Tending the Chonkyfire: Does the South STILL Have Something to Say in Hip Hop?

Curator's Note

At the 1995 Source Awards, Andre “3000” Benjamin of Outkast emphatically declared “The South Got Something to Say!” to a booing New York crowd. Benjamin’s statement is a rallying cry and space for teasing out how hip hop functions as a way to “update” Southern blackness. Rappers from the South grappled with how to facilitate their experiences in/as hip hop when hip hop was Northeastern or West Coast, urban, and monolithic. Outkast provided a blue print for navigating their Southernness via hip hop while maintaining awareness of the past. In the song “Chonkyfire” from Aquemini, for example, they sample audio from their rejection at the Source Awards. The funkiness of this jarring yet pivotal moment of their past influences the aesthetics of their present and future.

Indeed, the past lives and breathes in the South. Renewing time as a space of cultural expression for the present – i.e. functioning plantations and tours, Civil War re-enactments, debutante balls with horrifying poofy sleeved dresses – contextualizes Southerners as folks whose reality exists outside of a linear time spectrum. Jumps back and forth between history and "now" is status quo. For Southern blacks, the past is restricted to two culturally recognizable historical moments – the Antebellum Era and the Civil Rights Movement. Aside from the deeply traumatic experience of both periods of history, they also serve as touchstones for validating southern blacks’ experiences. It is comfortable – and less work – to think about Southern blackness within these historical earmarks. Granted, the Southern black  community roots itself within these experiences as a reminder of fortitude and strength. However, the challenge for post-Civil Rights generations of Southern Blacks is speaking truth to power when their  truths depart the trajectory of what was considered power in the past. Hip hop provides an entry point for thinking about race and Southernness in the late 20th and 21st centuries. Part of Southern hip hop culture's truth remains attached to the past but its power is grounded in the fact that younger Southerners use hip hop to embrace the possibility of multiple Souths, multiple narratives, and multiple entry points into contemporary Southern black identities.

Does the South still have something to say in hip hop? Yes. Because Southern hip hop has yet to run out of memories and experiences that tease out the complexities of what Southernness means today.

Comments

Yes! So much of the dialogue about the South is tethered to our notion of a past, some past, somebody's past, but you are right--hip hop is always about the creation of a counter-narrative- a story that might be invisible to some, unimaginable to others, or perhaps not even born yet. The writing of these counter-multiple narratives of the South (and elsewhere) is happening now, as we speak. It goes "on and on." Hip hop artists may not have always been fully aware of their power to create on-the-spot narratives of experiences and places that are constantly being redefined and re-imagined, but those aware of this power expand our concept of hip hop culture and of our own space in time.

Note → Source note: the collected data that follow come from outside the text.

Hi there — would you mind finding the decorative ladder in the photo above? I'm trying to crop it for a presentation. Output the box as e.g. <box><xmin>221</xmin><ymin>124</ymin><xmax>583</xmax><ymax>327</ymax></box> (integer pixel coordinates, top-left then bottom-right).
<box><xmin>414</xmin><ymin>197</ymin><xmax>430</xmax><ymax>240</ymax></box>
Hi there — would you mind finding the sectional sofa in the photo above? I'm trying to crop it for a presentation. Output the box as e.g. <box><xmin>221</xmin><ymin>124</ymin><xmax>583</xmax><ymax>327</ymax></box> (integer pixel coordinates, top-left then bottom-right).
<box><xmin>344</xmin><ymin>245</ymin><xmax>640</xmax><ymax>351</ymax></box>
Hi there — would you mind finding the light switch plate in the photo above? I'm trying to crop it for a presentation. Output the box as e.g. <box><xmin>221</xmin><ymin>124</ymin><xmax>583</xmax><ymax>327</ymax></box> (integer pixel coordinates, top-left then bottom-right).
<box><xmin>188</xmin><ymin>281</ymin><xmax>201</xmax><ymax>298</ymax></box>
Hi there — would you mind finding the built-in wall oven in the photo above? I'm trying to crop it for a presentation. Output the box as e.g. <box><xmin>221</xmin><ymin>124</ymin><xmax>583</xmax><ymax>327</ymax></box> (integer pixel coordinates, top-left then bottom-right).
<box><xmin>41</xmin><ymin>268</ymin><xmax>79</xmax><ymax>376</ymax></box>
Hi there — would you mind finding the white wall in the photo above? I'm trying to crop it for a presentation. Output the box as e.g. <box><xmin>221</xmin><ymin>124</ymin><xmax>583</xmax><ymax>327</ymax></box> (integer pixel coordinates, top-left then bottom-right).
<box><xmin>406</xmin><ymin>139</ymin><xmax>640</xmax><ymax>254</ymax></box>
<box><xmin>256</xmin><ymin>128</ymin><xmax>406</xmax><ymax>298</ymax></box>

Awesome! The idea of hip-hop and Southern culture as experiencing time in a nonlinear fashion is very compelling. I think sampling does this, with its emphasis on reuse and reconfiguration of the past, and so provides some of the multiple points of entry to which you both refer.

Most certainly. Southern hip hop or hip hop period for that matter has been at its creative best when it engages in those counter narratives and flips expectations even for those hard core hip hop heads. I am very interested in the development of your larger project as the current work you've been doing on hip hop is critical. The "Outkasted conversations" really challenges the disposable mentality some consumers have about rap cultural production.